I use about a pound of corn sugar (that’s the stuff you bottle with) for most IPAs. It’s a cheap way to boost the alcohol and dry out the beer, which highlights the hops. It’s a great substitute for extract, and it allows you to have a smaller mash tun. So, the real question is: why not? Purists, without really explaining why, say: just use more malt, man; don’t use sugar. They don’t get it. Sugar is cheap, easy, adds alcohol, and drys the beer out. And it works very well with a smaller system. And it definitely works well with IPAs – even professional IPA brewers will tell you that.
How Much Sugar?
Most people say no more than 10% of your grains. So, for 10 pounds of grain, you could use one pound of sugar. I use one pound of sugar in a 12 pound batch, so I usually stay under the 10% mark. I have never tested beyond this, but I’m not really interested – I still want to taste the malt, obviously.
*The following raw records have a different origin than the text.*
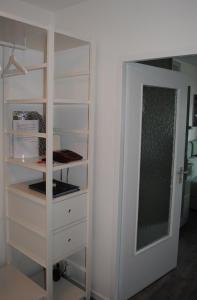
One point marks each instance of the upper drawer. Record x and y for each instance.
(32, 214)
(69, 210)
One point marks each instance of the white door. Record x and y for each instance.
(155, 123)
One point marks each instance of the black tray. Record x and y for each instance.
(59, 188)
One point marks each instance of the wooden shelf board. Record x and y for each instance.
(23, 190)
(26, 133)
(15, 285)
(60, 166)
(31, 163)
(26, 101)
(71, 101)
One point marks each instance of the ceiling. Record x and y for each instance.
(53, 5)
(190, 59)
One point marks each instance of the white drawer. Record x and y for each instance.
(69, 241)
(27, 242)
(28, 212)
(69, 210)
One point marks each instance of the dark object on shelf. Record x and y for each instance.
(59, 188)
(56, 273)
(66, 156)
(195, 111)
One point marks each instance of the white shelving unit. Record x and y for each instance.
(45, 229)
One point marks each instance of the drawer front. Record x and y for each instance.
(67, 242)
(27, 212)
(69, 210)
(28, 242)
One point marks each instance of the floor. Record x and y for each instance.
(180, 284)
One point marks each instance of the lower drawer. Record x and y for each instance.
(69, 241)
(28, 242)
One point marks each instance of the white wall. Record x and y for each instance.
(27, 13)
(122, 28)
(2, 236)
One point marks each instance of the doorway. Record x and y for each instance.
(152, 200)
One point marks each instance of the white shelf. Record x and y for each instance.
(70, 195)
(71, 101)
(64, 289)
(72, 131)
(28, 254)
(59, 166)
(72, 75)
(14, 285)
(28, 227)
(12, 73)
(23, 190)
(26, 133)
(26, 101)
(31, 163)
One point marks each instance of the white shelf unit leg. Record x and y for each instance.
(18, 188)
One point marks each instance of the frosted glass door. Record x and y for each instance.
(157, 143)
(153, 155)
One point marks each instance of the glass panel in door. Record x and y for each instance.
(156, 167)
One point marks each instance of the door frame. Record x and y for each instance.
(119, 154)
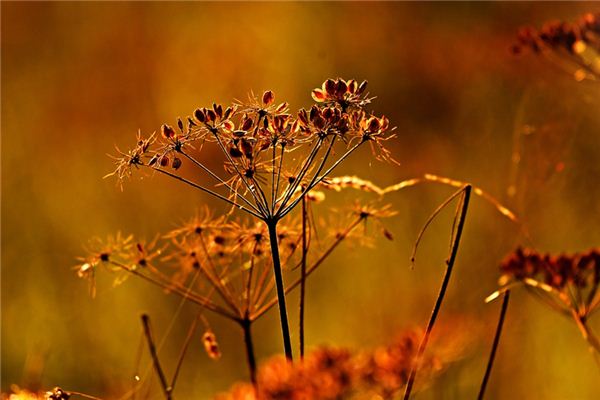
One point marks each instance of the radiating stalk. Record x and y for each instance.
(285, 328)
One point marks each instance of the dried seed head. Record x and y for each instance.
(167, 132)
(164, 161)
(176, 163)
(210, 345)
(199, 114)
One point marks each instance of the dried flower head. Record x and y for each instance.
(574, 45)
(256, 138)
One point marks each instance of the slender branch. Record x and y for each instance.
(438, 303)
(242, 177)
(201, 301)
(312, 268)
(283, 209)
(285, 329)
(250, 357)
(221, 181)
(289, 191)
(490, 364)
(205, 190)
(154, 355)
(318, 180)
(184, 348)
(303, 277)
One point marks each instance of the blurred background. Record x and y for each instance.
(80, 78)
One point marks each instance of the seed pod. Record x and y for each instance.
(167, 131)
(361, 87)
(318, 95)
(210, 345)
(388, 235)
(218, 110)
(341, 88)
(329, 86)
(281, 108)
(268, 97)
(227, 112)
(247, 124)
(247, 147)
(211, 115)
(352, 86)
(235, 152)
(199, 114)
(176, 163)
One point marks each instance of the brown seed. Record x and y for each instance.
(268, 97)
(199, 114)
(330, 87)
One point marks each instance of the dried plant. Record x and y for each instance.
(336, 373)
(574, 47)
(272, 158)
(568, 283)
(224, 265)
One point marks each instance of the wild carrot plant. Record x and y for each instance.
(272, 158)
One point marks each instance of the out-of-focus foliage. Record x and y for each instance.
(78, 78)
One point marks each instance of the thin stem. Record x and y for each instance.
(289, 191)
(285, 329)
(154, 355)
(442, 292)
(303, 277)
(205, 190)
(318, 179)
(490, 364)
(186, 344)
(221, 181)
(201, 301)
(250, 357)
(283, 208)
(586, 332)
(312, 268)
(242, 177)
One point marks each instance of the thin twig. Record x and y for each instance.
(184, 348)
(438, 303)
(303, 278)
(154, 355)
(490, 364)
(285, 329)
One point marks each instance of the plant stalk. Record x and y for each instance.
(442, 292)
(285, 328)
(250, 357)
(495, 344)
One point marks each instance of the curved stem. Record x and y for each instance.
(221, 181)
(438, 303)
(250, 357)
(303, 277)
(285, 329)
(488, 369)
(205, 190)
In the past, I had used cane sugar on only one batch. Cane sugar, which you can get at the grocery store, is cheaper than corn sugar (not available at the grocery store). But that batch didn’t turn out very good, so I switched over to corn sugar, which I haven’t had a problem with. That could be a meaningless coincidence; perhaps it was a bad fermentation or something else? – I was a new brewer at that time. It might have something to do with how the sugar is processed. I have read that table sugar is harsh and will produce off flavors, but I’ve also read that true Belgian beers use common table sugar. I’ve also read that beat sugar works well, but I think it’s expensive. If you have experimented with other sugars, please comment below. I obviously don’t know what I’m talking about – I simply know that corn sugar works well.
Corn sugar passes all my tests: cost, simplicity, and quality. It’s fairly cheap. It’s easy to use: just throw it in the boil, towards the end. As for quality, I think it actually adds to the quality. It drys the beer out (for lack of a better term), which I like.
Other than IPAs, I use sugar for what I call “Cheap Beers.” For example, a Cheap Beer would be 9 pounds 2-Row (or Maris Otter), 1 pound Vienna (or Munich), 2 ounces hops (e.g. liberty), and Safale 05 yeast (reused). Nice, easy, drinkable, around 7%. Something to have around that’s better than Bud Light (and cheaper).